- Chicago markets have seen the third day of spread unwinding, which has seen price support in corn with wheat following, but less so in soybeans. US weather is becoming a more important market driver now that S American crop losses are better known and understood. Cash markets, which area key driver of futures prices, are weak nearby on the back of plentiful supplies. New crop prices carry premiums deemed unacceptably high by consumers, who are not being encouraged to place orders or extend cover further forward at tis time, particularly as cover levels are reported to be reasonable.
- The market is not prepared to give up its recent gains lightly, strength in crude oil, which is at rally highs, and concern over a potential US Midwest drought are sufficient to prevent a tumble in prices.
- It is our view that at some time before long, the USDA will have to take into account favourable weather conditions and the good start to the 2016 season in the US as well as EU, Ukraine, China and Canada. Global cash market prices are awaiting the start of the winter wheat harvest. In addition the El Niño Southern Oscillation (ENSO) has moved to neutral and it appears that the jet stream should keep the US well watered through the early season.
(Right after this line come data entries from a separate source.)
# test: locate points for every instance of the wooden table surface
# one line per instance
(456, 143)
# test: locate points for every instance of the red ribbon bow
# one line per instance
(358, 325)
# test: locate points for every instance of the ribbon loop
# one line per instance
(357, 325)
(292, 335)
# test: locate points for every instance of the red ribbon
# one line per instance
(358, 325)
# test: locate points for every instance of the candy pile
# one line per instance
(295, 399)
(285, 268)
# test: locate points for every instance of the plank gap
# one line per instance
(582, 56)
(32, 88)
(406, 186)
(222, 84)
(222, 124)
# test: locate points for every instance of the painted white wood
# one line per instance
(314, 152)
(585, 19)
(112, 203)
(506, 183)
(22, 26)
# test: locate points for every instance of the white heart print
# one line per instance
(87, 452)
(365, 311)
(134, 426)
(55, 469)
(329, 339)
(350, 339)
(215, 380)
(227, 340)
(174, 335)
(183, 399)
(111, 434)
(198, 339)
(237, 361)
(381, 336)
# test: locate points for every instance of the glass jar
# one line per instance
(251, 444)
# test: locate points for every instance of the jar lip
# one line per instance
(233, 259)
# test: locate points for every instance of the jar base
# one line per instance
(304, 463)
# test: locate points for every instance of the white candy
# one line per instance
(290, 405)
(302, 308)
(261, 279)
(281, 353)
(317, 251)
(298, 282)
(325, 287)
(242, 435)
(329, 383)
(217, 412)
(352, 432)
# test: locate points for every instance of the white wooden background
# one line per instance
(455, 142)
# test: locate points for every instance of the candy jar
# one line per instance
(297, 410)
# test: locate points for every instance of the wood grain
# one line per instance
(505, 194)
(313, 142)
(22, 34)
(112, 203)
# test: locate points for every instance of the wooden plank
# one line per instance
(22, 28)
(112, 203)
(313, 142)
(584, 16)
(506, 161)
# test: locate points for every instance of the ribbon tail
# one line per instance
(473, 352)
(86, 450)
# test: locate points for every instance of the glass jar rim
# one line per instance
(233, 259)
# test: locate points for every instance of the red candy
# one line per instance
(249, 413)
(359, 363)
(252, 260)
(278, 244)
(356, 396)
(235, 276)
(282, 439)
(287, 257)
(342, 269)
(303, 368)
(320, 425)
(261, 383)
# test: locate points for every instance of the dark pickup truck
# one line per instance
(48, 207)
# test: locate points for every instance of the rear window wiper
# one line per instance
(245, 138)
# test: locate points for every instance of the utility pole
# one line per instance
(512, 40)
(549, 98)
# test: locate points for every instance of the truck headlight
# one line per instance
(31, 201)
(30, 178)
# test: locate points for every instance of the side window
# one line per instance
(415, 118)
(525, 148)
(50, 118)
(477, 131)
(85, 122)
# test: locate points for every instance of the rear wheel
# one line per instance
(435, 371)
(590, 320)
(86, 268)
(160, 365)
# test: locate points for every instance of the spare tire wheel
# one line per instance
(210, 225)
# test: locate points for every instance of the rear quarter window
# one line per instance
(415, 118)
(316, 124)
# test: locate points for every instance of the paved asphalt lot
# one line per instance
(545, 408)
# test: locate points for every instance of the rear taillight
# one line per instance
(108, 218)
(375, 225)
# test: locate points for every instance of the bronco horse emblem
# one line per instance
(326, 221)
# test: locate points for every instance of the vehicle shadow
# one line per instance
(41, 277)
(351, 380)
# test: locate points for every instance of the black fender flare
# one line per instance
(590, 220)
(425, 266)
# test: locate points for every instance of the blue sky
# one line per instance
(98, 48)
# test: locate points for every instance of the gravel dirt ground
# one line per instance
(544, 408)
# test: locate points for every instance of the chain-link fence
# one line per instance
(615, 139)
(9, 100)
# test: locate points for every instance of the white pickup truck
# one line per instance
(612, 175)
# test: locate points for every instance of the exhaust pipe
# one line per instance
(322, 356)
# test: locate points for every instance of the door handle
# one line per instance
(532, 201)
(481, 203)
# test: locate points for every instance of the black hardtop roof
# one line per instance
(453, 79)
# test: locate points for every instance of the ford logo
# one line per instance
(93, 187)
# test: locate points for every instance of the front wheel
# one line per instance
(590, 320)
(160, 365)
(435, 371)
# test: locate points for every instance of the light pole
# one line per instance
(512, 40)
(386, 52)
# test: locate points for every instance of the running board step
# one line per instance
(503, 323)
Upside looks limited to us right now.
- The US crop condition report showed winter wheat to be 62% good/excellent, as anticipated, which is up from 45% last year. Spring wheat is 89% planted, down from 92% last year and just below expectations. Corn is 75% planted, 1% behind expectations, down from 82% last year but above the five year average of 70%. Soybeans are 36% planted, down from last year’s 41% and above the five year average of 32%.